The village houses were made of trunks. No concrete was used save in the basement, the only innovative sign of modernity to replace what formerly was build with stones. Some houses had angular posts that the trunks forming the walls were slid down into. On the outside, mud plaster sealed the interstices. A high bridge crossed the stream. The toilets were just rudimentary outhouses scattered on the bank.

There was not much to do in Chongstai for the rest of the afternoon apart from give in to the sleepiness that had come over me. The distant rumble of thunder announced a transient downpour of rain that was followed by the appearance of sunshine. A bright rainbow formed in the sky.

Our landlady belonged to the only Uyghur family in an otherwise all-Kazak village. She ran the restaurant and entertainment venue, which was equipped with bafflers and three alcoves, probably designed to host the guests of honour in nuptial ceremonies. At night our friends joined us and we all put up in the same room.

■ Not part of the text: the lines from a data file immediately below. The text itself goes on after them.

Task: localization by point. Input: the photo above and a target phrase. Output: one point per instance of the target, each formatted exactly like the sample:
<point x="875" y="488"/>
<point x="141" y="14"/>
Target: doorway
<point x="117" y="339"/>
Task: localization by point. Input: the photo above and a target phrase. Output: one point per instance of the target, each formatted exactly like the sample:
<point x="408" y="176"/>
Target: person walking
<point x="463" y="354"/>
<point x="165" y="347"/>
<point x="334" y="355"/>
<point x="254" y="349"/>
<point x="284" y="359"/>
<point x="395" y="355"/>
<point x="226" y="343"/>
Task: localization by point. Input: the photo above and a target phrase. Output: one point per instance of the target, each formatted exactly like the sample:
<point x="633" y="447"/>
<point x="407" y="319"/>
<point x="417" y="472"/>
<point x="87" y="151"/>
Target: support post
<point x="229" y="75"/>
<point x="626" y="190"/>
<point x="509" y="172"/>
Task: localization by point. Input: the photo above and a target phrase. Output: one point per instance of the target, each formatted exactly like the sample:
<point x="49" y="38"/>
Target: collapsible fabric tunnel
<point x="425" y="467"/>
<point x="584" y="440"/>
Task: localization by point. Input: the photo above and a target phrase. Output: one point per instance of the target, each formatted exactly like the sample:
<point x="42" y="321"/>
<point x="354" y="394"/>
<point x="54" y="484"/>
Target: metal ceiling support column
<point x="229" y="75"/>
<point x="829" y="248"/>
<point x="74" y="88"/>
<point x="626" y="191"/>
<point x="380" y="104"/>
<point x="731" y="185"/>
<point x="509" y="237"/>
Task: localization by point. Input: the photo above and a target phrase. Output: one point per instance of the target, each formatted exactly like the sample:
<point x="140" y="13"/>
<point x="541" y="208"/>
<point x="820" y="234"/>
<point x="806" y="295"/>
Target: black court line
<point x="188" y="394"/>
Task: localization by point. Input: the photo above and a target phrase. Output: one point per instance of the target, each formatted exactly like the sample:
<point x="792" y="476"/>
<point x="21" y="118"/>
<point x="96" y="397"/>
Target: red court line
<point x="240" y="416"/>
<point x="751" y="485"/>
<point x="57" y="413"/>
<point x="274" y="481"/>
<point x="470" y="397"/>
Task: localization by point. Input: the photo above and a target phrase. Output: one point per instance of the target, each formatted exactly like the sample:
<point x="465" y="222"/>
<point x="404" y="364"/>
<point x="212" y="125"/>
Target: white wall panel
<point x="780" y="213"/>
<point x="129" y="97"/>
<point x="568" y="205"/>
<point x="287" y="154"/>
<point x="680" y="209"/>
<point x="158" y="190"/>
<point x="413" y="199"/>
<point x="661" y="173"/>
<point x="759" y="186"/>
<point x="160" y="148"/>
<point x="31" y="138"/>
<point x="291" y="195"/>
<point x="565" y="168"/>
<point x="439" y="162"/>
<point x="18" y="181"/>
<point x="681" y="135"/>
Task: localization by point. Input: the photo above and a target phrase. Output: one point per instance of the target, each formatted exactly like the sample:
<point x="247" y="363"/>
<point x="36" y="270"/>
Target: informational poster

Haotian and I set out in the morning to explore the countryside. The beautiful valley was scattered with Kazak farmhouses where often horses were reared. We bought some horse milk, and the lady said that if we kept shaking it for an hour, it would ferment and the gas would burst out when we opened the bottle. Its taste was funny at first: sour and slightly metallic, but I got to like it.

All the farm animals lived free in nature. The cows do not have swollen teats full of milk like stable-reared cattle. The mares only give a small quantity of milk, which explains its high price. But these are indeed ideal conditions for animal welfare and the genuineness of the product.

We walked as far as a secluded farm on a sloping field where two grandparents were looking after their little grandsons. The valley below forked into two branches, one leading up to the base of a mighty pyramidal mountain covered in snow. Again, I would have liked to continue my exploration, but it was wiser to start on the way back because the clouds were building up and there could be rain.

At night some people gathered in the restaurant for some weekend merrymaking and dancing to traditional music. There were also some tourists from Beijing. We joined in the dances and I was challenged by a boy who saw me as a worthy opponent for a break dance contest.

The next day we retraced our steps by the early bus, crossed the three valleys and got finally back to Takese. We immediately left for Yining, at the far end of Xinjiang. I had not realised before arriving there that I would be only 80 km from the international border and a staggering 700 km from Urumqi. It would take 11 hours to make it to the provincial capital the next day.

I was shocked at the distance that still lay between me and my train to Beijing. If by reserving a train ticket I had managed to partially cauterise the effect of uncertainty given by the fabulous distance to the capital (and my return flight), I still had a big unknown in an unexpectedly long journey to Urumqi.